Mais dans une société intolérante, il n’existe pas de sécurité réelle pour les minorités sexuelles et de genre, et Feinberg décrit des violences d’une intensité saisissante. Dans le récit, le harcèlement et la violence ne visent pas seulement les groupes minorisés; les drag queens sont maltraitées en détention par la police, leurs amies butches assistent et les réconfortent, puis, peu après, la violence s’abat de nouveau sur les butches. La persécution collective peut briser le corps et l’esprit, mais elle crée aussi une solidarité entre ceux qui souffrent.
Cette histoire de persécution et d’activisme ne passe pas sous silence les voix des minorités qui veulent exclure un ou plusieurs signes de l’alphabet LGBTI. Trop souvent, on affirme que certaines revendications ne sont apparues que plus tard. Le Stone Butch Blues de Feinberg dément ces affirmations.
Un plaidoyer pour la diversité des perspectives
Par exemple, les aperçus offerts sur le monde du travail américain d’après-guerre comptent parmi les points forts du livre: Feinberg décrit une vie comme celle de Jess, issue d’une famille d’ouvriers et employée sur machines et dans des usines. Jess organise les butches de son usine au sein d’un syndicat et obtient, dans un syndicat largement dominé par les hommes, le droit de parler et de peser dans les discussions de l’entreprise.
Aux États‑Unis d’aujourd’hui, les débats politiques jouent volontiers sur l’image de l’ouvrier masculin, blanc et hétérosexuel, présentée comme étranger aux préoccupations de la communauté LGBTI. Or, il y a eu et il y a toujours des travailleurs et des travailleuses dont la couleur de peau, l’origine et l’orientation sexuelle diffèrent de cette image dominante. Ces perspectives ne trouvent pas toujours leur place dans une rhétorique politique qui préfère faire abstraction des questions queer. Dans Stone Butch Blues, Feinberg insiste sur ces voix et ces expériences qui restent invisibilisées dans les discours dominants.

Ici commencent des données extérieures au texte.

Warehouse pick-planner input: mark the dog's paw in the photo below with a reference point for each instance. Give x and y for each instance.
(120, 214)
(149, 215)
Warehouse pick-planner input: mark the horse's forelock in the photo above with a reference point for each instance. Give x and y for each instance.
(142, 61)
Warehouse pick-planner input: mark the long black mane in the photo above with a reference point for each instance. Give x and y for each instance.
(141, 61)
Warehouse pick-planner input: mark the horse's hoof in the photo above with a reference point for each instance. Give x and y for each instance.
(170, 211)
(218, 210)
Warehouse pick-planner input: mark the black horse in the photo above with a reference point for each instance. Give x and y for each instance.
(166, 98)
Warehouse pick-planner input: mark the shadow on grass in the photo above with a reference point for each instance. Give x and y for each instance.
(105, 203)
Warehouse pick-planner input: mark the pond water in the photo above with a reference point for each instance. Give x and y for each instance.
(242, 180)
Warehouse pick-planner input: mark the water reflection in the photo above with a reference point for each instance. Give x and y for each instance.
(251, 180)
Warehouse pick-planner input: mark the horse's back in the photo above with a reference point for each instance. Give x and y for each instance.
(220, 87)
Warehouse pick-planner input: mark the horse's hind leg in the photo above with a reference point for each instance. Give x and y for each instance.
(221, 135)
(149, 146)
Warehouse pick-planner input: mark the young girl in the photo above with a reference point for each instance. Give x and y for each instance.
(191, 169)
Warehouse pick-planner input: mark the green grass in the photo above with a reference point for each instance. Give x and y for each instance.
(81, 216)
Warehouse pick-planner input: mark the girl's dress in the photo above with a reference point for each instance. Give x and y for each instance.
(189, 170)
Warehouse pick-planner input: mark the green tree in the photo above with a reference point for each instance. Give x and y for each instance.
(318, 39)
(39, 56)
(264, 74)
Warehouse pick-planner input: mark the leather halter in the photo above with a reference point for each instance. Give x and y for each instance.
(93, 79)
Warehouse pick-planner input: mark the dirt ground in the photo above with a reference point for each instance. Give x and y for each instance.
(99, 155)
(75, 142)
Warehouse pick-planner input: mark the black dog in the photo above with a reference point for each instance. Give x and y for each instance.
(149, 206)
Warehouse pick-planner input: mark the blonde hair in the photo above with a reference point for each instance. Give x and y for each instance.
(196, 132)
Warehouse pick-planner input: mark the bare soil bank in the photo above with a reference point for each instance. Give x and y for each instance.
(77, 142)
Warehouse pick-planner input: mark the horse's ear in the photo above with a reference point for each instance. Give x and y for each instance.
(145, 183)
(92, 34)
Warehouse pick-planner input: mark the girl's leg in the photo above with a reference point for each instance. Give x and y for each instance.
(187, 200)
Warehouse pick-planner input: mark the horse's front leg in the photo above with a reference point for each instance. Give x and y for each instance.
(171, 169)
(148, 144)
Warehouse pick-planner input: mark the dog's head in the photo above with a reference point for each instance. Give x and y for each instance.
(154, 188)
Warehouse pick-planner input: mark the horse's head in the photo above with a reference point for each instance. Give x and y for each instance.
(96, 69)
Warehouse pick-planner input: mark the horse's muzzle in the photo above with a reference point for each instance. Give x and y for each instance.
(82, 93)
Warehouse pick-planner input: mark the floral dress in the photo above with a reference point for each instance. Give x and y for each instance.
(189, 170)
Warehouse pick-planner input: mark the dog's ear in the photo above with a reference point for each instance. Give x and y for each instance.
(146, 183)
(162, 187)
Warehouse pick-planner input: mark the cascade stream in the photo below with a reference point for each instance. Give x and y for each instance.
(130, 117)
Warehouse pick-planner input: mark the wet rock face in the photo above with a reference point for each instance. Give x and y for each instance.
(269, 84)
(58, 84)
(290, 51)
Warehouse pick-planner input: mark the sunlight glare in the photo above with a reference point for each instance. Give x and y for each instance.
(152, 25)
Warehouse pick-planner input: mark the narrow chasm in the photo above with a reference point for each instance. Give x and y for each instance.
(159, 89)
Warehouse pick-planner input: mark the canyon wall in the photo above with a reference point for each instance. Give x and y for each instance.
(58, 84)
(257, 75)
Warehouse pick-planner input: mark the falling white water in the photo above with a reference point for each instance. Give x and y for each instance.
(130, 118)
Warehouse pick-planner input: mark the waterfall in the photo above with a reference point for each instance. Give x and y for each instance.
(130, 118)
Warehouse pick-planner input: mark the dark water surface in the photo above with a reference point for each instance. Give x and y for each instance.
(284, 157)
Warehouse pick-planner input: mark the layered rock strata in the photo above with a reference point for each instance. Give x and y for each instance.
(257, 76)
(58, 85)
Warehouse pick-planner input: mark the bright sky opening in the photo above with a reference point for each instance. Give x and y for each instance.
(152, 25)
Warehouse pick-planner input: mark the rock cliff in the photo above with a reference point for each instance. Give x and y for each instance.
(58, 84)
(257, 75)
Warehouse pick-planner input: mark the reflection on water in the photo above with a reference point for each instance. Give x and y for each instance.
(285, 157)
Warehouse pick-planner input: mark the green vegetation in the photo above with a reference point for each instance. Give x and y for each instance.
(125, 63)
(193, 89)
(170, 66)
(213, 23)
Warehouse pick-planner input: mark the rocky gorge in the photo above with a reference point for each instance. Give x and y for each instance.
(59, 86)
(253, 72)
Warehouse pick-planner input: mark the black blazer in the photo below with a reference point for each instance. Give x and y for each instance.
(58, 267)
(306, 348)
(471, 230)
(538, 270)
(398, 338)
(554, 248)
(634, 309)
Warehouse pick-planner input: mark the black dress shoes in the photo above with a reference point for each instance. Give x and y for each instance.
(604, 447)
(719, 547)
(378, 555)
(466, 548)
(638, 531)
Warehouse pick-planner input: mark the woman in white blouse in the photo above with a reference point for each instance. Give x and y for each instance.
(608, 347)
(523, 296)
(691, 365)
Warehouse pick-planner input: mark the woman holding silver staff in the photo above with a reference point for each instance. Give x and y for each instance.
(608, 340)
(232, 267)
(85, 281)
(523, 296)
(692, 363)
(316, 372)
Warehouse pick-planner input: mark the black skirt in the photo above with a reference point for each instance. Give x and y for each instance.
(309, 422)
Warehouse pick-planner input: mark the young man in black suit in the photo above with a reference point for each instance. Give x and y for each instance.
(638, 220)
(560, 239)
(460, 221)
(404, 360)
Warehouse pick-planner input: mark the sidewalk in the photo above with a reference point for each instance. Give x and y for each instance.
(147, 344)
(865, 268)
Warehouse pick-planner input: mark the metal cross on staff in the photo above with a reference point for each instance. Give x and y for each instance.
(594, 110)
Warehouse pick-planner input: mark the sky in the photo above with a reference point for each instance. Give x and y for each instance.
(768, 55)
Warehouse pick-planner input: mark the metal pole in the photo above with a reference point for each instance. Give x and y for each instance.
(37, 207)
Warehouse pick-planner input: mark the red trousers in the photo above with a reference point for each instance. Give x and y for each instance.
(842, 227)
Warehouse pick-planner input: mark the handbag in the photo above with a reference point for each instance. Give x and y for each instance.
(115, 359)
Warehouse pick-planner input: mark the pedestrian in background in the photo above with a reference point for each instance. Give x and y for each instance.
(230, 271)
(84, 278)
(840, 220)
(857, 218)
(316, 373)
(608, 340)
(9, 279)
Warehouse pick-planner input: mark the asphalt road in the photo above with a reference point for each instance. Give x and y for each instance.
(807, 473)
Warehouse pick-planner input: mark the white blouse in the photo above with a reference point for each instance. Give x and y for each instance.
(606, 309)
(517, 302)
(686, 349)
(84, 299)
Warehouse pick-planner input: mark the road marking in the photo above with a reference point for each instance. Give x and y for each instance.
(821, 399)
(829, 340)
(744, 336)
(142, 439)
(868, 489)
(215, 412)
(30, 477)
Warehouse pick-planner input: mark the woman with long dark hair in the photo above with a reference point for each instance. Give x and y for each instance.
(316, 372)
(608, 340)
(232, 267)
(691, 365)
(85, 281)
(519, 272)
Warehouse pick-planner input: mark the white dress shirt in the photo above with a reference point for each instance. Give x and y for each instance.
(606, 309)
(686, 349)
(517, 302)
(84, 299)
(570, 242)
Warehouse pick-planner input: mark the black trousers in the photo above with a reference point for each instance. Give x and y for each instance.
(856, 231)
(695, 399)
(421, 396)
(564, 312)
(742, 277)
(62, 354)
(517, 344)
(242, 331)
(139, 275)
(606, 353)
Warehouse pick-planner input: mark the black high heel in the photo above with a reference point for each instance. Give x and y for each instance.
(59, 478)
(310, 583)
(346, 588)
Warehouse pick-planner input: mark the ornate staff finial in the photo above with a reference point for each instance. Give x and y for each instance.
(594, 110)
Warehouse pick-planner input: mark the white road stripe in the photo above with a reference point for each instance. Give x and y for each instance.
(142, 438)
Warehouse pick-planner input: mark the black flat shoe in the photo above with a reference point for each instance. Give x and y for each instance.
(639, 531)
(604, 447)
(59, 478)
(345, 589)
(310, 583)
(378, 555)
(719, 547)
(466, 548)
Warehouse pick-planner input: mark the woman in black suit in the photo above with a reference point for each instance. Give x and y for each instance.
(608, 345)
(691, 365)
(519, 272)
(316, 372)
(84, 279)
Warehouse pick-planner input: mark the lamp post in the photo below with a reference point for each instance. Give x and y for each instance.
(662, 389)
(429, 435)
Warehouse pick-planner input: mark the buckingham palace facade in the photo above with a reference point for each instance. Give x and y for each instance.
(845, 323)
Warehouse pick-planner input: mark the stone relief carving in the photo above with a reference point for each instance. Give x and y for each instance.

Feinberg soulève régulièrement des questions sociétales: sur presque chaque page, elle évoque préjugés sociaux, discriminations et conflits; elle esquisse un parcours trans-lesbien plausible dans l’Amérique d’après-guerre et raconte deux histoires d’amour qui émeuvent profondément. Il n’est donc pas surprenant que ce livre soit devenu un classique du féminisme queer intersectionnel, désormais à nouveau accessible en allemand, dans une traduction fidèle et accomplie, avec quelques légères réserves.
Leslie Feinberg: Stone Butch Blues. Roman. Traduction allemande de Claudia Brusdeylins. 424 pages. Querverlag. Berlin 2026. Livre de poche: 25 € (ISBN 978-3-89656-366-8). E‑Book: 12,99 €.